Un área clave para ajustar es la configuración del mediocampo. Actualmente, el Getafe tiende a utilizar un doble pivote que, si bien ofrece estabilidad defensiva, limita la capacidad de los mediocampistas para unirse al ataque. Incorporar un mediocampista más ofensivo o un número 10 que pueda conectarse con los delanteros podría proporcionar la chispa creativa que tanto se necesita. Esto permitiría a los jugadores como Mauro Arambarri y Nemanja Maksimović distribuir el balón con más libertad mientras se suman al ataque.

Además, es fundamental reconsiderar la alineación de los extremos. Si bien la velocidad y el regate son atributos importantes, la falta de variedad en los movimientos puede hacer que el juego sea predecible. Experimentar con un enfoque más interior, donde los extremos cortan hacia adentro para crear oportunidades de tiro o para combinar con el mediocampo, podría abrir más espacios y confundir a las defensas rivales.
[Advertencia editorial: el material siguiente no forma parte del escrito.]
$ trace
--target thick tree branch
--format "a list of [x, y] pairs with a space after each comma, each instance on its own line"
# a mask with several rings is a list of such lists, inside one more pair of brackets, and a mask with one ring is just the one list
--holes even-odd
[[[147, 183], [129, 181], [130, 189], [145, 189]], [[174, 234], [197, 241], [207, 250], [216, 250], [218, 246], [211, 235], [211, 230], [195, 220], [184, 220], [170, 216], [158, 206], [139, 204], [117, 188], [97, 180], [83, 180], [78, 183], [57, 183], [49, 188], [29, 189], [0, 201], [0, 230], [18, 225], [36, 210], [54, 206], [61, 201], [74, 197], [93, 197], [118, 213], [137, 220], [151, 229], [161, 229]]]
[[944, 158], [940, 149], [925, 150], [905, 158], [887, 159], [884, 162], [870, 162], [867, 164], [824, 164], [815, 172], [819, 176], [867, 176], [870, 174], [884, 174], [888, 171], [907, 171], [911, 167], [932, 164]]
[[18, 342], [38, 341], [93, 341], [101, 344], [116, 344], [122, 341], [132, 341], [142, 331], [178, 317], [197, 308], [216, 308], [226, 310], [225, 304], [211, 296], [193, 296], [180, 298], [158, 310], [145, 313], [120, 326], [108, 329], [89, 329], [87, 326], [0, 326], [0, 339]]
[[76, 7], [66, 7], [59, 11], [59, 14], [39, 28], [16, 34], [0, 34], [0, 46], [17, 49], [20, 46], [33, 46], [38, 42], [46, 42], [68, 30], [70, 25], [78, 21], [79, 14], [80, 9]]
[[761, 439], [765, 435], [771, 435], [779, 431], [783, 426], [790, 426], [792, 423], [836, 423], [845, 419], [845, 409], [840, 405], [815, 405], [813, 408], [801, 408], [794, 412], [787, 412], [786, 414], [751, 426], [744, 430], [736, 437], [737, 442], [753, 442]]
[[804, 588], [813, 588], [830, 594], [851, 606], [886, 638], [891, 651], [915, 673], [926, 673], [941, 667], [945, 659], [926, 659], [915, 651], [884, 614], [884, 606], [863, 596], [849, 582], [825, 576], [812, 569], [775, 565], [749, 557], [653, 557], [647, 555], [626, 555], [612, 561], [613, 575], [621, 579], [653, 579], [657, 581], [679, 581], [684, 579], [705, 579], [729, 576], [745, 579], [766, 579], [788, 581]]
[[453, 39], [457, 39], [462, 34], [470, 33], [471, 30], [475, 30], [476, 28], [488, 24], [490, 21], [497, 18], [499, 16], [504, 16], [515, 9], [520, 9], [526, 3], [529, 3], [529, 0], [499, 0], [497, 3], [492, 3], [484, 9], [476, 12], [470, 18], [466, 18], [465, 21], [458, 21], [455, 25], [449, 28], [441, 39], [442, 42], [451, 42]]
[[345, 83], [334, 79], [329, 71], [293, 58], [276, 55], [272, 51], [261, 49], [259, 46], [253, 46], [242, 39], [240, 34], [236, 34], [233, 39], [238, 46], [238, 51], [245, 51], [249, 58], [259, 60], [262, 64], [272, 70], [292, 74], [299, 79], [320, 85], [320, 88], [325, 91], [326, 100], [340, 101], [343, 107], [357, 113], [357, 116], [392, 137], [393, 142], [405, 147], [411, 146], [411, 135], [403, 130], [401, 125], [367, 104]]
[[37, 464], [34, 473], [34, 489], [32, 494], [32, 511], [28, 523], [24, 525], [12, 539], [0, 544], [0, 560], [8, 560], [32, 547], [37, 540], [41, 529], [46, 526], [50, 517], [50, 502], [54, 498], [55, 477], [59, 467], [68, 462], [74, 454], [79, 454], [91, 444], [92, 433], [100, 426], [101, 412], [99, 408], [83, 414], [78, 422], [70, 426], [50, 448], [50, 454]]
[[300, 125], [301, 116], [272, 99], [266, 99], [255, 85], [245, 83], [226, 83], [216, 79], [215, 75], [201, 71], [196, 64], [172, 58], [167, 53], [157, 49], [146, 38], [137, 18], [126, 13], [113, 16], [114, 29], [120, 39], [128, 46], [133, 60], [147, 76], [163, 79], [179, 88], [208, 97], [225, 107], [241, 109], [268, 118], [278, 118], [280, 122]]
La presión alta también podría ser un aspecto a reconsiderar. Aunque Bordalás ha sido conocido por su estilo de juego defensivo y reactivo, un enfoque más proactivo al recuperar el balón en el campo contrario podría dar lugar a oportunidades rápidas de gol. Al implementar estrategias de presión más intensas, el Getafe podría forzar errores en la salida del balón de sus oponentes, creando ocasiones más inmediatas.

Por último, la conexión entre los delanteros es crucial. La falta de entendimiento entre los atacantes ha resultado en una escasez de goles. Fomentar una mejor química entre Enes Ünal y Borja Mayoral, quizás a través de sesiones de entrenamiento específicas enfocadas en movimientos combinados y finalización, podría ayudar a desencadenar una mayor efectividad ofensiva.

En resumen, el Getafe tiene el potencial para mejorar su rendimiento a través de ajustes tácticos en el mediocampo, la alineación de los extremos, la presión alta y la conexión entre delanteros. Con estos cambios, los Azulones podrían encontrar la forma de regresar a la senda del éxito y proporcionar a sus seguidores la emoción que tanto anhelan.